Воронин молчал. Он слушал это и складывал параллельно своё, степное: две тысячи у мельницы, штаб у Лозовой, резерв под локтём, ровнее уходившие колонны там, где он стоял. Всё сходилось. Всё было правдой. И всё это было – та же горстка против несведённого масштаба, и он знал это лучше Судоплатова, потому что носил в голове ту, другую, неподправленную цифру.

– Хорошо, что вышло, – сказал он наконец. – Но мешок свели всё равно. И добили. Резерв горло подпёр, а котёл не отменил.

– Не отменил, – согласился Судоплатов без заминки. – И отменить было нельзя, и ты это понимал лучше всех, кто там был. – Он чуть подался вперёд. – Только наверху, Рябов, мерят не тем, чего ты не отменил. Наверху мерят тем, что ты назвал наперёд.
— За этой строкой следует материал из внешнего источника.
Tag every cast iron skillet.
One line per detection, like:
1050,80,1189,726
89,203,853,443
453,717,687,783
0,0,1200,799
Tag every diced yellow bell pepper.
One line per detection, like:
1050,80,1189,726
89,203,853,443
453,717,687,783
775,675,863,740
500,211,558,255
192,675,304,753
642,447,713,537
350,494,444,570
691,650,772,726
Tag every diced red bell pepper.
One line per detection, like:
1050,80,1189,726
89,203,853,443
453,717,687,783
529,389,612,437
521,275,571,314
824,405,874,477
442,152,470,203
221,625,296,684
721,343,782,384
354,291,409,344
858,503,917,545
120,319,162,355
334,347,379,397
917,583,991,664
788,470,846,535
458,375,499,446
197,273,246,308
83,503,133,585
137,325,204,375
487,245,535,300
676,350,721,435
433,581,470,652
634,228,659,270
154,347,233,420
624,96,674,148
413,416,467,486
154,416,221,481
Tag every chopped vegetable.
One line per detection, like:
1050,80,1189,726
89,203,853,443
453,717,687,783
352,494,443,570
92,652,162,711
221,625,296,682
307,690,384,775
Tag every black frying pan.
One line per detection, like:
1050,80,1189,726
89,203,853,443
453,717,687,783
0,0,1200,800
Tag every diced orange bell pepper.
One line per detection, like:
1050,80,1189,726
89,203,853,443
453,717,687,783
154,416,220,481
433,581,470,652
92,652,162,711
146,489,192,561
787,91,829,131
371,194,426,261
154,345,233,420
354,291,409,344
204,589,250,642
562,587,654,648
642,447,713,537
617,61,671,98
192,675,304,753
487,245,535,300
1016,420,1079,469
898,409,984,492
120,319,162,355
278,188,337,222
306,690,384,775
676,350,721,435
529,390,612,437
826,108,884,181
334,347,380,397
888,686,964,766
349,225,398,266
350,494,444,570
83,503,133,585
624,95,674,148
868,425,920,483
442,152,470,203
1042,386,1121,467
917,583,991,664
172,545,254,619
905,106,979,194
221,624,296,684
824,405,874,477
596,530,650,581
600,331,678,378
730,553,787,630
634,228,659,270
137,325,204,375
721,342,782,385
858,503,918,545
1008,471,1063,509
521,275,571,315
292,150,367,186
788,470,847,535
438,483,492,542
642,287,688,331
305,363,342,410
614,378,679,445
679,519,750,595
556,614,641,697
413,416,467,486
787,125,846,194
Он перечислил это коротко, по пальцам, без нажима.

– Ты подписал восемнадцать суток назад, что немец ударит под основание выступа. Он ударил под основание. Ты назвал, что главным ходом, а не отвлекающим. Он пошёл главным.

Старший майор откинулся, и в голосе у него прибавилось той сухой весомости, какой он обыкновенно подводил к сути.

– Бумага твоя, со всеми пометами и числами, легла на стол туда, где такие сличают с тем, что вышло на земле. И сличили. И сошлось – до направления, до срока, до того, что один старший лейтенант разведки расписал фронтовую беду за неделю до того, как она случилась, и не промахнулся ни в чём.

Он сделал паузу – короткую, но Воронин услышал в ней, что сейчас будет главное.

– Третьего дня твоё дело докладывали в Кремле, – выговорил Судоплатов. – И там твоё имя было названо.

* * *

Воронин не дрогнул лицом – выучка держала. Но рука его, лежавшая на колене, без приказа собралась в кулак и легла поверх другой, как ложится ладонь на рану, которой ещё нет; и он поймал её на этом, поздно, разжал через силу. За год с лишним тело выучилось не выдавать его ничем. Сейчас выдало.